The company behind Hungary's toxic spill
- Published
MAL Hungarian Aluminium, the company at the centre of Hungary's toxic spill, is owned by three of the country's richest individuals.
MAL chairman Lajos Tolnay is estimated to have a personal fortune of some 85m euros ($118m; £74m), making him the 21st richest person in Hungary, according to business daily Napi Gazdasag.
His two co-owners Arpad Bakonyi and Bela Petrusz are thought to be worth about 61m euros each.
The company itself posted a profit of 715,000 euros in 2008, on revenues of 157m euros.
Industry statistics say the Ajka plant, where the spill took place after a reservoir burst, ranks 53rd in world alumina production.
According to MAL, the Ajka plant began processing the ore bauxite in 1943. The bauxite is mined and treated to produce alumina - or aluminium oxide.
The firm was privatised in 1995 when Hungary began selling off state assets following the fall of communism.
It has three alumina facilities in Hungary, and also owns or has shares in alumina companies in Bosnia, Slovenia and Romania.
It also has an office in Germany "to enhance its market positions", according to its website.
Lajos Tolnay, chairman of MAL, has said that if the company were to stop operating 3,000 jobs would be lost.
'Insult'
The firm said it would release 110,000 euros in "rapid aid" to families caught up in the disaster, which has left seven people dead.
The final bill for the clean-up and compensation is unknown.

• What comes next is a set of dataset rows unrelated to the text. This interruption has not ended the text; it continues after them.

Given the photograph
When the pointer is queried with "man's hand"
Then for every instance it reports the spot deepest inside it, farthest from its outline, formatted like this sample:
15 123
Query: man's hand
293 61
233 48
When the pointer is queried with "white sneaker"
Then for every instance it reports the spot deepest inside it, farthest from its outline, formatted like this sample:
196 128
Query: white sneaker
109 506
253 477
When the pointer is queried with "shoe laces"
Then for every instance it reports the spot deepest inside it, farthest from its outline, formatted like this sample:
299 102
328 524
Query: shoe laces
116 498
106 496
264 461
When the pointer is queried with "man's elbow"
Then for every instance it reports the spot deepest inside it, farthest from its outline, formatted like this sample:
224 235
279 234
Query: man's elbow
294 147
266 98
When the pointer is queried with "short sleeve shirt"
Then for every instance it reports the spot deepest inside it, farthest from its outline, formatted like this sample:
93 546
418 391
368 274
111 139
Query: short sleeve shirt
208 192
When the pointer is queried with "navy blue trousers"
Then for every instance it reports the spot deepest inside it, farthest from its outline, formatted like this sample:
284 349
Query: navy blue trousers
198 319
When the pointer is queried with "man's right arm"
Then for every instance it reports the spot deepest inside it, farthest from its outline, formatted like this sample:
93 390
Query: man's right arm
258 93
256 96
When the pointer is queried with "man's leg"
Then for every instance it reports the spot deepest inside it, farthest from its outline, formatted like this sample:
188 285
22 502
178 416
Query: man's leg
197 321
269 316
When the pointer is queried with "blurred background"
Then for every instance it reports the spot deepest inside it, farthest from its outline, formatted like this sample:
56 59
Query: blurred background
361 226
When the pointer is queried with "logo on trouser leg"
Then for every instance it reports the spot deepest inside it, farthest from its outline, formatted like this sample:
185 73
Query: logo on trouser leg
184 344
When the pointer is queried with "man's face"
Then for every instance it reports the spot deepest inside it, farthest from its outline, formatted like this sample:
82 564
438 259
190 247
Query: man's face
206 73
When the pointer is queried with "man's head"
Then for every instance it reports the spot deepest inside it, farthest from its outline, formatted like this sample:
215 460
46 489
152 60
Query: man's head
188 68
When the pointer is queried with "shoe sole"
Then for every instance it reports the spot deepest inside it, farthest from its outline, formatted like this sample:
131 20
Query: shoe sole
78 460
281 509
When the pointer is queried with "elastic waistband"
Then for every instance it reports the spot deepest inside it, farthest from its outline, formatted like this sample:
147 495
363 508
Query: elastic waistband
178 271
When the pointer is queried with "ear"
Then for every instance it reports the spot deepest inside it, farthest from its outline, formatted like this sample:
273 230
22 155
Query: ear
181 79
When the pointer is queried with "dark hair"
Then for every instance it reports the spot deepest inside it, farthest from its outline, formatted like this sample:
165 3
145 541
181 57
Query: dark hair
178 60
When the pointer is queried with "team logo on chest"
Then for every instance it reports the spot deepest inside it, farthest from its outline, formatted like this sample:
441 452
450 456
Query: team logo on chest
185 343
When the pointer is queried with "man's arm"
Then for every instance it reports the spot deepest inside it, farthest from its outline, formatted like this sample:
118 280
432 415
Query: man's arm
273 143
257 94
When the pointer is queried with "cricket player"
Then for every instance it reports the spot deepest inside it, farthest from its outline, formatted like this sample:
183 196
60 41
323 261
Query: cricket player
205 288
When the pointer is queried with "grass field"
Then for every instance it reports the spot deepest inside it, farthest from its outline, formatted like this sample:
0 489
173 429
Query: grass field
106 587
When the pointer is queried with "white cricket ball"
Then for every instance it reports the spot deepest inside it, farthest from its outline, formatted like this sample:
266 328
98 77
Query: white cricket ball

But the government estimate of "tens of millions of dollars" could be conservative, according to personal injury specialist Clive Garner from the law firm Irwin Mitchell.
"How much the company pays out will depend on their assets and the level of insurance they have," he told BBC News.
Mr Garner thinks the rapid aid fund given by MAL but distributed by the local administration is "pleasing but payment of just 360 euros to each family is an insult to those who have had to evacuate their homes and those injured".
There should be a further injection of funds and the Hungarian government may have to compensate victims in order to make sure "compensation payouts [are] sooner rather than later," he says.
Natural catastrophe or human error?
The issue of liability has yet to be determined.
The company has said the incident was a "natural catastrophe" and insists on its website that the red sludge is not considered toxic waste according to European Union safety standards.
But the Hungarian Prime Minister Viktor Orban has said that human error was "more than likely".
"The wall [of the reservoir] did not disintegrate in a minute. This should have been detected," he said.
Clive Garner says there are rules of strict liability in environmental cases like this.
"If you are responsible for storing toxic chemicals and they escape and cause damage, you are responsible and have to compensate those affected. End of story. The fact they've escaped is enough to prove strict liability."
However, MAL insists there was nothing it could have done differently to prevent the reservoir from failing.